The wave of sabotage and attacks continues in Russian territories close to the border with Ukraine, a country that has been suffering Russian military intervention for more than 14 months. In the early hours of this Wednesday, after a drone attack, a fuel tank caught fire in the Krasnodar Krai, very close to the emblematic Kerch Bridge, which links the annexed Crimean peninsula with mainland Russia. In response to the sabotage, Russia launched a new drone attack against Ukraine.

The Russian attack targeted the Ukrainian capital, Kyiv, and other eastern regions. According to the Ukrainian authorities, the number of drones was 26, of which they managed to intercept 21.

None reached Kyiv. “All enemy targets were identified and shot down in the airspace around the capital,” Serhii Popko, head of Kyiv’s military administration, said on Telegram.

Three of the aircraft were directed against an oil infrastructure in the Kirovograd province, in the center of the country, the military authorities of that area reported.

This Russian attack appears to be a response to Ukrainian attacks and sabotage on Russian territory, as it comes after several infrastructures and train tracks that Russia uses to supply fuel to its troops in Ukraine have exploded in recent days.

Ukraine has never claimed responsibility for these attacks, but its leaders have occasionally made sarcastic comments or expressed satisfaction at the damage caused. Moscow does attribute authorship to Kyiv.

“We are aware that the Kyiv regime, which is behind a series of terror attacks, plans to continue its line,” Kremlin spokesman Dimitri Peskov said on Tuesday.

According to the governor of the Russian region of Krasnodar, Veniamín Kondratiev, in the early hours of this Wednesday a drone hit a tank of petroleum products in the town of Volna.

According to the first data of the political leader, the impact has caused neither victims nor injuries. The residents are not in danger, “everything possible is being done so that the fire does not spread further,” he assured.

The town of Volná is located on the Black Sea coast, on the small peninsula of Taman and near the port of the same name. There are also facilities of the Tamanneftegaz company for the transport of oil, derived products and liquefied petroleum gas.

From that peninsula, in addition, the Kerch Bridge starts, a key infrastructure for the Kremlin. Sometimes known as the Crimean bridge, it is a personal project of Russian President Vladimir Putin, who launched it after the annexation of the Crimean peninsula in 2014. Opened in 2018 over the Kerch Strait, it is an important artery for the Russian forces.

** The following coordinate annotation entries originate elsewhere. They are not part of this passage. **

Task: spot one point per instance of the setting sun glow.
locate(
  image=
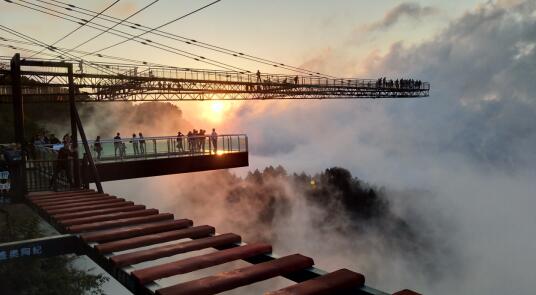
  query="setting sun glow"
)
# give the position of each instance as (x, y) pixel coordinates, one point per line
(214, 112)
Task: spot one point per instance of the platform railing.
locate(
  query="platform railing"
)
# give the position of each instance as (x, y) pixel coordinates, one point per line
(154, 147)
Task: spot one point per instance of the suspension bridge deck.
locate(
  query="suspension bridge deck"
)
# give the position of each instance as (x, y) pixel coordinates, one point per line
(115, 82)
(129, 241)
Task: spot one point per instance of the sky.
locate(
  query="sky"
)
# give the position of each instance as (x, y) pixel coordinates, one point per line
(470, 145)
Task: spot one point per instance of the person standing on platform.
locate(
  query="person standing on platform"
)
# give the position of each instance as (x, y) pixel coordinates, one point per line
(117, 144)
(135, 142)
(180, 138)
(214, 140)
(142, 143)
(97, 146)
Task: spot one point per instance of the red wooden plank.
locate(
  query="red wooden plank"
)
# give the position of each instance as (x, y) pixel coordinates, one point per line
(89, 208)
(240, 277)
(60, 198)
(49, 193)
(332, 283)
(174, 249)
(72, 200)
(135, 231)
(193, 233)
(187, 265)
(111, 216)
(406, 292)
(120, 222)
(82, 203)
(57, 196)
(126, 208)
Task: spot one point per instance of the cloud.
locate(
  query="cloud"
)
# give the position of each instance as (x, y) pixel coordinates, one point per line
(410, 10)
(466, 154)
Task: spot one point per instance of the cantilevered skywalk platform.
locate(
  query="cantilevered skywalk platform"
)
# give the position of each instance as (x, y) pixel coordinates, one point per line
(134, 158)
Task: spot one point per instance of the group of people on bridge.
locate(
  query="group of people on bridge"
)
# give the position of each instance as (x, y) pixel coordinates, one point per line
(399, 83)
(196, 141)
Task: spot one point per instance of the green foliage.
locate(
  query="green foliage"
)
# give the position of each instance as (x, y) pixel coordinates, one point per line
(41, 276)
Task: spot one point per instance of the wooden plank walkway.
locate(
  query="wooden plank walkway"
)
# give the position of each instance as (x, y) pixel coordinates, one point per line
(108, 224)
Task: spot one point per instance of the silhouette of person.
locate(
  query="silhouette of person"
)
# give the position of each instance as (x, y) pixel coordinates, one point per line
(142, 143)
(135, 143)
(180, 138)
(97, 146)
(62, 165)
(117, 144)
(214, 140)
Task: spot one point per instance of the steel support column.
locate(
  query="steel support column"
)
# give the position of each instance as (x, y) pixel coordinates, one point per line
(74, 132)
(18, 120)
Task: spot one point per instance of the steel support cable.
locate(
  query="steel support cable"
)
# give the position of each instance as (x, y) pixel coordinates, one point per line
(132, 62)
(164, 47)
(160, 26)
(116, 24)
(79, 27)
(201, 44)
(42, 44)
(55, 56)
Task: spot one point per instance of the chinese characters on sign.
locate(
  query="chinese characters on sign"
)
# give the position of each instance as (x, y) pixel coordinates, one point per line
(5, 186)
(21, 252)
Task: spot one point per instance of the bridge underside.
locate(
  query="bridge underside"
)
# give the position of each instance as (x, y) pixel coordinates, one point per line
(129, 169)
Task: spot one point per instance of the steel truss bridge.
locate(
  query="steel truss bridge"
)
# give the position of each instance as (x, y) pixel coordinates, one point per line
(100, 82)
(102, 226)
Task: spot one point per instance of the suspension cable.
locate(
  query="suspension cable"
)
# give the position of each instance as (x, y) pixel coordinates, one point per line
(193, 42)
(161, 46)
(79, 27)
(116, 24)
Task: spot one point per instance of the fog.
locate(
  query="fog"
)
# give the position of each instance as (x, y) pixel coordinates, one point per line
(457, 167)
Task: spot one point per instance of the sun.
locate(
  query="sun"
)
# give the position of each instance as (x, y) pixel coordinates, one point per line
(214, 112)
(217, 107)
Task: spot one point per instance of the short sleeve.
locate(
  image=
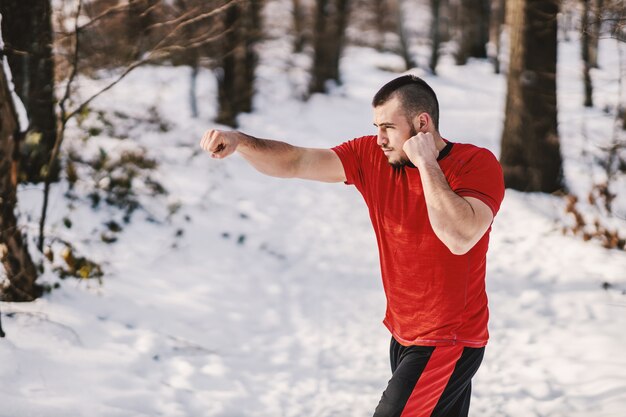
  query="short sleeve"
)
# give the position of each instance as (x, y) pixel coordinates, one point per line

In October 2022, there was a truck bomb attack on the same bridge, blowing up a train’s fuel tankers and disrupting rail traffic for several days.

The attack on the Krasnodar depot came hours after a 20-car freight train was derailed by an explosive device in Briansk Oblast, also bordering Ukraine.

Since Russia sent its troops to Ukraine, Russian border regions have been regularly hit by shells and drones sent from Ukrainian territory.

The latter, moreover, have managed to penetrate hundreds of kilometers into Russia. Last February a drone was found near the city of Kolomna, about a hundred kilometers from Moscow. And last week a crashed one was found in the Bolgorodski district, 30 kilometers east of the Russian capital. According to the local press, it was the third in two days.

Attacks and sabotage in Russian regions have also increased in recent days.

In the early hours of Saturday morning, a drone attack caused a fire in a fuel tank in the port of Sevastopol, the base of the Russian Black Sea Fleet. From Ukraine, what happened was described as a “punishment from God”, a response to the deaths on Friday of 23 civilians in the Ukrainian city of Uman after a Russian missile attack.

This Monday, May 1, a train heading to Belarus derailed in Russia’s Briansk region, in the same way that the second train fell on Tuesday: an explosive device on the railway.

On Sunday there was an explosion at a high-voltage pylon in the Leningrad Oblast, which keeps the Soviet name and surrounds the city of Saint Petersburg.